- Oral presentation
- Open Access
Stratification of patients with autoinflammatory phenotypes by interferon (IFN) score suggests a new group of IFN mediated autoinflammatory diseases with overlapping clinical phenotypes
Pediatric Rheumatology volume 13, Article number: O35 (2015)
We have identified mutations in proteasome components as the cause of CANDLE syndrome and in TMEM173/STING as the cause for a severe vasculopathy and lung disease, SAVI. CANDLE and SAVI patients do not respond to IL-1 inhibition and consistently demonstrate marked up-regulation of IFN-inducible genes. Our data suggest innate immune dysregulation caused by chronic Type I IFN signaling in both conditions.
We hypothesize that the presence of IFN signature may identify patients with autoinflammatory disease (AID) who have genetic mutations in other IFN regulating genes.
To identify patients with IFN signatures, RNA sequencing (RNA-seq) from whole blood RNA was performed using HiSeq 2000 Illumina® platform. Heatmaps with 64 IFN response genes were assessed. Whole exome sequencing (WES) was performed from whole blood DNA.
We identified 19 patients with marked upregulation of IFN inducible genes. WES was performed in 14 patients and parents (trios) and in 5 individual patients. Of the probands, 9/19 were female, 8/19 were Caucasian, 3 Asian, 2 Hispanic, 2 Norwegian and 4 had other ethnicities. All patients presented with immunodysregulatory phenotypes with clinical similarities to the previously described interferonopathies, including skin vasculitis/vasculopathy (9/19), panniculitis (12/19), myositis (5/19) and basal ganglion calcifications (5/19), but had no genetic diagnosis prior to NIH evaluation. The bioinformatics variant annotation, analysis and filtering workflow successfully identified mutations in IFN-regulating genes in 7 of the 19 probands. In one patient, we found a disease causing de novo and somatic mutation in TREX1. This patient also presented with an in-frame deletion in DHX9 inherited from her mother and a missense mutation in MAVS inherited from her father. In one patient, we identified a de novo mutation in DHX9 and this patient is also a compound heterozygous for mutations in IFIH1/MDA5. In a third patient, we found a missense mutation in TREX1 inherited from the mother and a heterozygous variant in MB21D1 (gene encoding cGAS) inherited from the father. A fourth patient with a clinical phenotype of CANDLE had two novel compound heterozygous mutations in PSMG2. Additionally, a male patient with lupus-like clinical and laboratory findings was found to have an X-linked mutation in TREX2 gene. All mutations described were confirmed by Sanger sequencing.
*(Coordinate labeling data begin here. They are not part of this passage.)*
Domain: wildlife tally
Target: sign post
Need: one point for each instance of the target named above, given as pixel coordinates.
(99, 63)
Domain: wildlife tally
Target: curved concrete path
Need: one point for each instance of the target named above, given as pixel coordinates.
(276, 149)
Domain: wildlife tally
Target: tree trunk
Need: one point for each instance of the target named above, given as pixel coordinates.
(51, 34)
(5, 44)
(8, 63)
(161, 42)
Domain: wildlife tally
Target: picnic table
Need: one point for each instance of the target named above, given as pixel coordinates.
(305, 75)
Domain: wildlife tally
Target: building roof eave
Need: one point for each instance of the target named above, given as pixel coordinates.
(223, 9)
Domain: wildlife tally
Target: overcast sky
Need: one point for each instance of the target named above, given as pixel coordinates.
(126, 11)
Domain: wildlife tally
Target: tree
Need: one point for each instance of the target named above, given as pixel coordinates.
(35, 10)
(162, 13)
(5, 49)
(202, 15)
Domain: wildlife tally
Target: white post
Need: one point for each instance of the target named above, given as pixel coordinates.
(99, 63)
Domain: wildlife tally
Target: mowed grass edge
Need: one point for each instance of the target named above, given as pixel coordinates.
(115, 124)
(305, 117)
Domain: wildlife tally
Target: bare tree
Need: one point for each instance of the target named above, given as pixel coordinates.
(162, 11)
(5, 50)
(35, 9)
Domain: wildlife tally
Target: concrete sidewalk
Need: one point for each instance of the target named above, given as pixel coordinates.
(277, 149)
RNA-seq can be a tool for the identification of patients with an IFN signature and guide the search for disease causing variants in IFN-regulating genes by WES. However, disease causality of these mutations needs to be assessed in functional assays. Moreover the identification of patients with a type I interferon signature and a set of clinical features that are not seen in IL-1- mediated-AIDs allow stratification of a subset of AIDs that are typically “poor IL-1 responsive”. Whether the IFN signature identifies a subset of patients that respond to the blockade of Type I IFN signaling needs to be further validated.